The Electronic Frontier Foundation (EFF) is proposing an extension to the current SSL chain of trust that aims to improve the security of HTTPS and other secure communication protocols.
EFF's Sovereign Keys (SK) specification is designed to put the control give domain owners control over the link between their domain names and their certificates after recent Certificate Authority (CA) compromises raised serious questions about the security of the entire Internet Public Key Infrastructure.
One of the main problems with the current PKI model is the lack of control over CAs and their subsidiaries. There are literally hundreds of organisations spread around the world that are allowed to issue certificates for any domain name, and some of them are operated by governments that practice Internet surveillance and censorship.
Sovereign Keys was designed to solve this problem by allowing domain owners to sign CA-issued certificates with their own private keys for additional authenticity.
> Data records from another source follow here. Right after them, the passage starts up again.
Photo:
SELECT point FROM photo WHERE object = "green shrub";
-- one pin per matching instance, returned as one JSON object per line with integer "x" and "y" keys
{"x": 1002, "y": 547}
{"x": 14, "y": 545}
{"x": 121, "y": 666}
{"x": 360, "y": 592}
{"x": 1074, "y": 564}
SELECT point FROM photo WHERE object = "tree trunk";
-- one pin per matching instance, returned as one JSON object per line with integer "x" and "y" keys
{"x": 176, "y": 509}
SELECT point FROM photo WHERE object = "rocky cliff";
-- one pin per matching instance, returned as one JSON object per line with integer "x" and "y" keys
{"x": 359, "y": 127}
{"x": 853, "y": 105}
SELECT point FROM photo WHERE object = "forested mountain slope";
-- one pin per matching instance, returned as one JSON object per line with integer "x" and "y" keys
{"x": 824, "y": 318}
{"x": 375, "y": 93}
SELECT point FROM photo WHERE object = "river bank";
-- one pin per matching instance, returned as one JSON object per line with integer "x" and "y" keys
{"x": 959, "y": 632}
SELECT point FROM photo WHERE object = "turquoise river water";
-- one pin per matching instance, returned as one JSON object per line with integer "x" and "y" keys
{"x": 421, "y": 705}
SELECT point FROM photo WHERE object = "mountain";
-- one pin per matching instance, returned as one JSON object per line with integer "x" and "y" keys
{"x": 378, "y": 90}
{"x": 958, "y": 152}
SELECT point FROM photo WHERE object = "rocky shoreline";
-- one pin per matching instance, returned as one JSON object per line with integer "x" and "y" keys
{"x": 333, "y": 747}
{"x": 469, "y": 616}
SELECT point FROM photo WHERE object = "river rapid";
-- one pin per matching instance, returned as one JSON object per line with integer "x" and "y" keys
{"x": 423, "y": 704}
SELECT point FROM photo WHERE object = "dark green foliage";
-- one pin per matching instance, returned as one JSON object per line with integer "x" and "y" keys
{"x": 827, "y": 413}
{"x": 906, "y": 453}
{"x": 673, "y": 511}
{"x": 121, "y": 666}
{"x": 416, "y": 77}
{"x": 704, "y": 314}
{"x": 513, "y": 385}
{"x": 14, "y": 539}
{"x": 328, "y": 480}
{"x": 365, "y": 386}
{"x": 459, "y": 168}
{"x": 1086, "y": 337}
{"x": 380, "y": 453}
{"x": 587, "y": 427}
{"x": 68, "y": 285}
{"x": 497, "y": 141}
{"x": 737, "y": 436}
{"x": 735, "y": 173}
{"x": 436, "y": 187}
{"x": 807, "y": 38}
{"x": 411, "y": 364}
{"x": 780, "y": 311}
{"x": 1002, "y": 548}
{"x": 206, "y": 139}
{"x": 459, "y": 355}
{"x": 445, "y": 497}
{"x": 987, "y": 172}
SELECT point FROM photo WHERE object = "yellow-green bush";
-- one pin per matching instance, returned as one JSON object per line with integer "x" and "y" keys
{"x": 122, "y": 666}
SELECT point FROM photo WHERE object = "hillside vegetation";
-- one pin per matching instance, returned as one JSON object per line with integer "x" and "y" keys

These validated domain-certificate associations are kept on so-called timeline servers and are synchronised with mirrors that are queried by clients.
The SK specification, which is still in the design stage, has safeguards in place to ensure that clients only trust the most recent entries in the timeline, that associations can easily be revoked and modified by the sovereign key owners, and that browsing performance is not severely affected by the additional traffic.
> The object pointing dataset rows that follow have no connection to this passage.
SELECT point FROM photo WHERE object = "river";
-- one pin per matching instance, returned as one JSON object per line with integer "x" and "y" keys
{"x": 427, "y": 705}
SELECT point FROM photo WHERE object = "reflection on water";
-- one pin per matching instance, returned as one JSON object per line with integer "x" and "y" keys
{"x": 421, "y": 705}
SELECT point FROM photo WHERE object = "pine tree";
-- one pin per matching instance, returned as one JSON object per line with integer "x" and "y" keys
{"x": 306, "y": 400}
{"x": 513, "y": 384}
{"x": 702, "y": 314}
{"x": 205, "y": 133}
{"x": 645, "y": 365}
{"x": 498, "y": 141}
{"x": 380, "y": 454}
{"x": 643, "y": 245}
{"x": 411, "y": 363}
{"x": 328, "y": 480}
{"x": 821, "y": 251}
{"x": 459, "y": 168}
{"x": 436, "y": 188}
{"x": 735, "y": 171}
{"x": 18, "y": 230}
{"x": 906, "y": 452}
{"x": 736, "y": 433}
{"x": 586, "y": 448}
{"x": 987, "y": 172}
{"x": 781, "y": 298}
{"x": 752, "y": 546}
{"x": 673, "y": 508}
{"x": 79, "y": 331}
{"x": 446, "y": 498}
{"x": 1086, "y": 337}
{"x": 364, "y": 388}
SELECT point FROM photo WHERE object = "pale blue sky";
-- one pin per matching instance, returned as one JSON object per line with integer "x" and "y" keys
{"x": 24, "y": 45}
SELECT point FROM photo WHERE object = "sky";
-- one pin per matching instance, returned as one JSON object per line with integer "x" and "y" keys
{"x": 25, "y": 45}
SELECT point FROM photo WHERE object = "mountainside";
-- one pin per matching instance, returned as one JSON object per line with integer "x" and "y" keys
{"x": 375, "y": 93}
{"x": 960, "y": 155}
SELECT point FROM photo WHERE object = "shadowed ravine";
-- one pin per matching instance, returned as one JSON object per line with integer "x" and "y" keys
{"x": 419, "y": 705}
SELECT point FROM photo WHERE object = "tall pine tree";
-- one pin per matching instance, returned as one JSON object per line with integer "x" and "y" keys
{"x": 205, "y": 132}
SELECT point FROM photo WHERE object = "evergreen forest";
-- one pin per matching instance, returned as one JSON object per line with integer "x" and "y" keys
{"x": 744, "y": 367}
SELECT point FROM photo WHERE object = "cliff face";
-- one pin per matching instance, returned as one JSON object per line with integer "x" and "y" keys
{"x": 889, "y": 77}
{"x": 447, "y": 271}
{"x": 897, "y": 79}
In essence, the SK model reduces the number of attack points from hundreds of CAs to 30 or fewer servers where any compromise can be detected automatically. Suspicious entries and other indications of a security breach will cause a compromised server to be immediately ignored by mirrors and clients alike.
Certificate authority breaches
Ever since security breaches at CAs Comodo and Diginotar resulted in fake digital certificates for high profile domains being issued, Internet engineers and security researchers have tried to come up with solutions to improve the current system.
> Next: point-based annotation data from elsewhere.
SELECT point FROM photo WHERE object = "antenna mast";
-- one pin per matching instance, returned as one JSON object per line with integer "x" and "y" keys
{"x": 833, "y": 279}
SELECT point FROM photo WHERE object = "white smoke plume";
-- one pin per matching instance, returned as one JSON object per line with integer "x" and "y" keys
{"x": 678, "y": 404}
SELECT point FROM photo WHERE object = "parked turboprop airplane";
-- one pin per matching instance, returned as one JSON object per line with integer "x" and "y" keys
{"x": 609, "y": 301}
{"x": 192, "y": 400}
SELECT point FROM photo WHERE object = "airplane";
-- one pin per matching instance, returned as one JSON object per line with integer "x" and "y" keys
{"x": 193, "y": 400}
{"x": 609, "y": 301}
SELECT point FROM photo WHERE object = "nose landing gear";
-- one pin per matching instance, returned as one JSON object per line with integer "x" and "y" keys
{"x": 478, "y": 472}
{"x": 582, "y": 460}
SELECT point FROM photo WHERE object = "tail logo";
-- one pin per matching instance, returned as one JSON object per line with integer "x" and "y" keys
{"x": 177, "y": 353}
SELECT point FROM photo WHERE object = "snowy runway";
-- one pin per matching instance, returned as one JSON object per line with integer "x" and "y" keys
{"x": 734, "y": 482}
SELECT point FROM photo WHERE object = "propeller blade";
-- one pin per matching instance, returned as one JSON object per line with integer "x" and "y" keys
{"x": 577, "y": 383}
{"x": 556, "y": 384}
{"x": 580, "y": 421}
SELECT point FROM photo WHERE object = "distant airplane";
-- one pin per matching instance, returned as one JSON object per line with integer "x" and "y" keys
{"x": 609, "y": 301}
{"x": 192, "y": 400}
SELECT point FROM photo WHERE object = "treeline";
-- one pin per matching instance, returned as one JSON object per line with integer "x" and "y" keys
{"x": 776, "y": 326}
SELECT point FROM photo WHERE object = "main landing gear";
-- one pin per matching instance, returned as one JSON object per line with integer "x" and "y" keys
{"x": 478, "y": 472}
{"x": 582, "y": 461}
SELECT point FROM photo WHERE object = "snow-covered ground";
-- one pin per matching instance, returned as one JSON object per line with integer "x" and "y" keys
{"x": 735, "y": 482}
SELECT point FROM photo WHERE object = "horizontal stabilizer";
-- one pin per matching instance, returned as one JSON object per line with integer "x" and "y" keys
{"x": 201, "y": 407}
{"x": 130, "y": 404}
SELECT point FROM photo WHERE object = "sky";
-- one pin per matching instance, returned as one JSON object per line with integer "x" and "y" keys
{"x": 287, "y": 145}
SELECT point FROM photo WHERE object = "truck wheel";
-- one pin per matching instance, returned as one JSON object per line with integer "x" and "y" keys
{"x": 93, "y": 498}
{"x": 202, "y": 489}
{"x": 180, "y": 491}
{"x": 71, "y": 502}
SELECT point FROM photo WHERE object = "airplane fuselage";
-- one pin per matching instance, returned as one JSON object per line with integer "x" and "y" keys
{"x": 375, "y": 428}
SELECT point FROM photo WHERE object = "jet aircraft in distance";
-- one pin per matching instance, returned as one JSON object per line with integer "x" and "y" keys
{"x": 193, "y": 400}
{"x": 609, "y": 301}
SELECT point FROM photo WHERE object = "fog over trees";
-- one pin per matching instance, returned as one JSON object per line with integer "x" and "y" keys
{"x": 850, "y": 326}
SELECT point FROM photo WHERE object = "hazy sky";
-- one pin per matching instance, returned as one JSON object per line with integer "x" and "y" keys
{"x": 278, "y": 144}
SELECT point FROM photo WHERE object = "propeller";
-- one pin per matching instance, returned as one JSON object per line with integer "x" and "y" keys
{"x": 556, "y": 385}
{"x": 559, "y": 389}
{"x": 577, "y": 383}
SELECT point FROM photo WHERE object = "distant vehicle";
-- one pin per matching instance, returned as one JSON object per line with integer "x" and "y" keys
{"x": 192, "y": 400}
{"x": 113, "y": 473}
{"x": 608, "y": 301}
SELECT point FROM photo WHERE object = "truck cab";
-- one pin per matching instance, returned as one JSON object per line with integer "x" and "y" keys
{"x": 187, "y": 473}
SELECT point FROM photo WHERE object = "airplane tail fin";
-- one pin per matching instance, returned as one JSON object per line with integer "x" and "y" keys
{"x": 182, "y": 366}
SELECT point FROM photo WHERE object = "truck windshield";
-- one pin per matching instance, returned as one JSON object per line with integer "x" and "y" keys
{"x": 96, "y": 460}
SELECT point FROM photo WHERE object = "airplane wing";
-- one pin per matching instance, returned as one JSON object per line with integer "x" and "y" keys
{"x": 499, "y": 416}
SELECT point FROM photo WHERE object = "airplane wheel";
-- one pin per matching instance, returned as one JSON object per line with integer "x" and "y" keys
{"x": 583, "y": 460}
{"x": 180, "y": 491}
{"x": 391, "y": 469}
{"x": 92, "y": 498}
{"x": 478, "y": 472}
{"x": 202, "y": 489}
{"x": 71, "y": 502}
One of the suggested solutions, public key pinning, was recently presented at an Internet Engineering Task Force (IETF) meeting in Taipei. It relies on special HTTP headers to inform browsers what certificates should be cached for particular domains and what CAs their owners trust to issue them.
This approach makes things harder for attackers, because they can't generate trusted certificates unless they compromise one of the limited number of CAs accepted by the domain they wish to attack.
However, while certificate pinning is a step forward, the solution isn't perfect. First of all, it only works for HTTPS, leaving out other secure protocols used for email communication or instant messaging, like SMTP over SSL, POP over SSL, IMAP over SSL and XMPP.
Other criticisms are that certificate pinning lacks a coherent revocation mechanism, and doesn't prevent attacks against users who connect for the first time to a domain name. According to the EFF, the Sovereign Keys extension addresses all of these problems.
In addition, the SK specification is compatible with DANE (DNS-Based Authentication of Named Entities), a protocol used to associate certificates with domain names via DNSSEC, and can be be used to cross-sign DANE keys in order to prevent DNS-based attacks.
Steps to Convergence
The Sovereign Keys system is said to addresses the false positive and false negative issues raised by Convergence, a system designed by SSL security researcher Moxie Marlinkspike, which aims to slowly replace the CA model.
With Convergence, a browser trying to establish an HTTPS connection asks a number of trusted third party notary servers to also query the domain. If the digital certificates received by the notaries and the browser are different, then a man-in-the-middle attack is most likely in progress and the connection is refused.
Marlinspike is skeptical regarding the success of Sovereign Keys because it requires too many changes to current SSL/TLS implementations. "The deployment of 'Sovereign Keys' would require a major internet migration, changing both the way that every webserver deploys SSL today, as well as the way that every SSL client processes server certificates," he said.
"My feeling is that this migration would be unlikely to happen, as it requires the use of client technologies that web browsers are disinclined to integrate, as well as commitments and mechanics that the operators of SSL websites are disinclined to make," he added.
Even though people and organisations have different ideas about how the security of the Internet public key infrastructure should be improved, they all seem to agree that the CA model needs to be replaced or strengthened.
Marlinspike believes that the solution which will eventually be accepted will most likely be the one that requires less changes from those involved in the process. "As we've seen from years of talk about the deficiencies of the CA system, the hard part of this work is not coming up with an idea, but getting it done," he said.